[plug] Re: FAQs and Newbies (was: Cheap Linux??)

Christian christian at global.net.au
Fri Oct 8 17:39:26 WST 1999


Peter Wright wrote:
> >
> > It would be a good idea - except no one would bother to look at it.
> 
> Perhaps a slight exaggeration. :)

Yes.  But only *very* slight. :-)

> > FAQs are only really useful when newbies (who usually ask the frequent
> > questions) take a look at them before posting to a list - and newbies
> > (almost by definition) don't do this.  The majority of list traffic
> > would become: newbie asks question, newbie gets referred to FAQ.
> 
> If you can only earn the newbie qualification by asking FAQs, it'd
> hardly be surprising that "newbies" would tend to do it a lot. :)

I'm not saying that only newbies ask FAQs or that the defining
characteristic of a newbie is the asking of FAQs.  Rather I'm saying (or
now repeating really) that newbies a) tend to come across the
obvious/common problems frequently and b) don't check the
FAQs/HOWTOs/Manual pages before asking questions about them.  Hence, a
good percentage of newbies questions could be answered by FAQs.  The
more clueful people often come across the same problems but either can
solve them by themselves or are able to look up the answers for
themselves.

> I suspect your perception has been coloured by the fact that the more
> clueful people don't tend to appear "newbie-ish" initially, so they
> don't get included in your evaluation set of newbies.

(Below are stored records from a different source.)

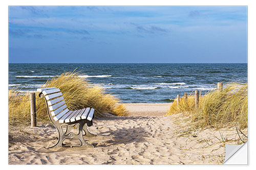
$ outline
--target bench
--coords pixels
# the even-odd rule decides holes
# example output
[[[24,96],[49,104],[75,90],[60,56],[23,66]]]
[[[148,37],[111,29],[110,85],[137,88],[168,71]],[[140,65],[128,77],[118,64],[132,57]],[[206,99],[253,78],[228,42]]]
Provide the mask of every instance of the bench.
[[[94,109],[87,107],[78,110],[69,110],[61,92],[56,87],[38,88],[37,91],[39,92],[39,98],[45,98],[49,117],[59,135],[57,143],[47,149],[66,147],[62,143],[64,140],[74,138],[78,139],[80,144],[69,147],[94,147],[93,145],[87,143],[83,137],[96,136],[87,129],[87,126],[93,125]],[[74,129],[78,129],[78,133],[72,132]]]

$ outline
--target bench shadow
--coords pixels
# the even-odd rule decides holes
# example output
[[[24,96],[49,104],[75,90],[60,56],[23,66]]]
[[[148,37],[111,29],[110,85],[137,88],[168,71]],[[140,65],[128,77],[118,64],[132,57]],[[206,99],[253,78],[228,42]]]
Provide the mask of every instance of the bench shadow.
[[[100,132],[97,137],[100,136],[102,137],[103,140],[96,147],[108,147],[112,145],[126,144],[135,142],[142,142],[145,141],[145,137],[150,136],[150,134],[141,127],[128,128]],[[104,140],[104,137],[108,137],[106,139],[107,140]]]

Hmmm... not really - at least I don't think so.

There are probably three types of newbies:

- clueful newbies
 = very familiar with another system and have the capability of looking
up the answers themselves - just don't know where to look (and,
occasionally, how to interpret what they find).

- clueless newbies
= smart people but not really familiar with the idea of looking up
answers themselves and/or of the general arrangement of the system
they're using.  Once they get the gist of how everything fits together
they don't stay a newbie long.

- lame newbies
= not used to looking things up or thinking for themselves or with the
general architecture of the system they're using.  They tend to stay
newbies a long while or give up and go back to Windows wondering how
they'll ever be able to nuke someone or spoof their IP address now.

I base these categories on years of answering newbie questions on IRC.
:-)  Actually, there is more of a continuous spectrum than three
distinct sets...

Hmmm... maybe I'm writing my thesis on the wrong subject... ;-)

> Maybe we could experiment with adapting one of the IRC "answer" bots
> that are out there (I read about them in a Perl Journal article a
> little while ago). Mail appears that fits the criteria of being:
> below a certain length, containing FAQ keywords, containing question
> marks), etc. can be answered by the answer bot mailing them the
> relevant FAQ chunk. Oooh! and the bot could include a (completely
> unreliable) score for how clueless it rates the person's question.
> Even more fun.

Love it!  Sounds terrific... so long as it emails the person off-list.
:-)

> This would have the additional advantage of being very irritating for
> people who write mails that accidentally fall into the FAQ category,
> and causing great amusement for everyone else, not to mention endless
> threads of witty arguments on the nature of truth and the quest for
> knowledge.

Endless threads of witty arguments on the nature of truth and the
question for knowledge?  Hmmm... exactly what this list needs! :P

Regards,

Christian.

-- 
Be careful of reading health books, you might die of a misprint.